付属のツールを使って、コードを記述することなく、既存のデータベースからWebサービスを生成、構築、テストできます。WebObjects 5.2は、Apache Software Foundationが開発したSOAPインプリメンテーションの1つであるAxisを、SOAPエンジンのほか、コードジェネレータおよびWSDLプロセシングツールとして使っています。WebObjectsはAxisを用いて、Webサービスの運用と利用を実行します。WebObjectsはさらに、革新的なWeb Services Assistantを提供し、既存のデータベースの情報にアクセスするためのWebサービス作成をグラフィカルに支援します。
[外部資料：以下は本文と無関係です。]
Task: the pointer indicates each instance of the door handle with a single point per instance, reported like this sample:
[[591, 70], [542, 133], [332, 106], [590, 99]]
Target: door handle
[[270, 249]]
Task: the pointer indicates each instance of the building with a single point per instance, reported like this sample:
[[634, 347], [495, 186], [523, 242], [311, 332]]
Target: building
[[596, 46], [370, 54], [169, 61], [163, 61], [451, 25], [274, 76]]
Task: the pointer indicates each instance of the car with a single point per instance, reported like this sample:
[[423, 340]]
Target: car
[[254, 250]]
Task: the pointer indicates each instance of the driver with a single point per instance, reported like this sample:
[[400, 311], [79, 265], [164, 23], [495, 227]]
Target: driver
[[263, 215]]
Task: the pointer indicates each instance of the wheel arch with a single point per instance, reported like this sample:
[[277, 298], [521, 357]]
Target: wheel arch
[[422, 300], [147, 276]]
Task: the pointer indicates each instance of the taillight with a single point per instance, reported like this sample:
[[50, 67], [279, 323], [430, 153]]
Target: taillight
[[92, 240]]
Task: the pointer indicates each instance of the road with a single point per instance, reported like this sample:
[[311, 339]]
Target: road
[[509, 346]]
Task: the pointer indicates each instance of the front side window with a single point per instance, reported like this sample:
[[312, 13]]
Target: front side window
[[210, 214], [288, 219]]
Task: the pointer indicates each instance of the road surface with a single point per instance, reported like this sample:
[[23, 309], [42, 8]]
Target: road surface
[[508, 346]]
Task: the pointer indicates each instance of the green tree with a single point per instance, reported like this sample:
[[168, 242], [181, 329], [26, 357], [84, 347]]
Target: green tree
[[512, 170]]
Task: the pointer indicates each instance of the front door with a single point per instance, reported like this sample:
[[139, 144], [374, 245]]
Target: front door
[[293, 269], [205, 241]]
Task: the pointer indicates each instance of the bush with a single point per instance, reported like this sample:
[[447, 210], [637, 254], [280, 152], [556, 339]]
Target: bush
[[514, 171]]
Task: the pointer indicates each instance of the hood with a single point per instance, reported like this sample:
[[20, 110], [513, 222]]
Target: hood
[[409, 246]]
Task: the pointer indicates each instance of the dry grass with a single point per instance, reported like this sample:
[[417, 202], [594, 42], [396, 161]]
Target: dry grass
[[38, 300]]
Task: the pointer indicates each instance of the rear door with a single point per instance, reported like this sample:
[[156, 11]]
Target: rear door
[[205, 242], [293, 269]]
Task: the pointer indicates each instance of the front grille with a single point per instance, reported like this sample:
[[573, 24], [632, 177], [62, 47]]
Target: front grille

これらのサービスは、Java、AppleScript、Perl、.Netなど、さまざまな言語で書かれた他のサービスと相互運用できます。異なる言語で記述されたサービスを組み合わせ、1つのカスタムクライアントにまとめることも可能です。AppleScriptやPerlなどの言語からスクリプトレベルでWebサービスにアクセスできることで、新しいクラスのプログラマにエンタープライズアプリケーション開発の道が開けます。